The student council at POTW High School is throwing a school dance. They want to give a welcome gift to each Grade \(9\) student that attends the dance.
Gifts-R-Us charges \(\$1.00\) per gift. However, if they were to purchase the gifts at Gifts-R-Us, they would exceed their budget by \(\$17\).
At Presents-4-U, they only charge \(\$0.80\) per gift. At this price, the student council would have \(\$5.00\) left over in their budget.
Determine the number of gifts the student council is planning to buy.
Solution 1
Let \(n\) represent the number of gifts that the student council is planning to buy.

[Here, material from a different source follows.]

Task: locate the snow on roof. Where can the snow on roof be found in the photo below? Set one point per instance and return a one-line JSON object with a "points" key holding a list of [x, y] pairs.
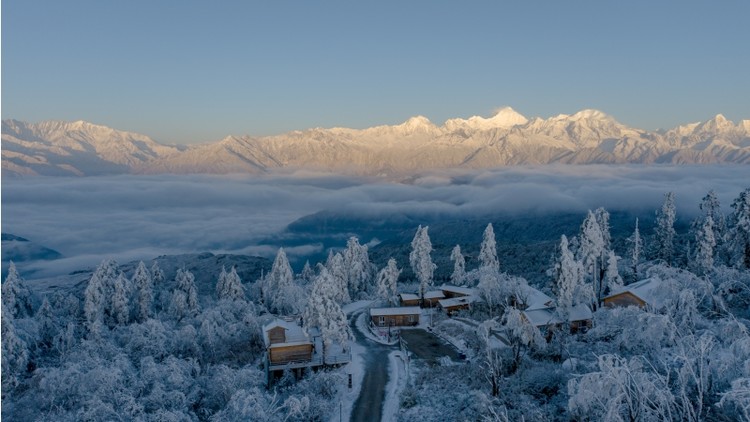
{"points": [[398, 310], [409, 296], [293, 333], [647, 290], [434, 294], [457, 301], [535, 299], [468, 291]]}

Since each gift at Gifts-R-Us costs \(\$1.00\), the student council would spend \(1\times n=n\) dollars in total. If the student council were to purchase all of the gifts they want at Gifts-R-Us, they would be short \$17 dollars in their budget. Therefore, the amount they have in their budget is \((n-17)\) dollars.
Since each gift at Presents-4-U costs \(\$0.80\), the student council would spend \(0.8\times n=0.8n\) dollars in total. If the student council were to purchase all of the gifts they want at Presents-4-U, they would have \(\$5\) dollars left over in their budget. Therefore, the amount they have in their budget is \((0.8n+5)\) dollars.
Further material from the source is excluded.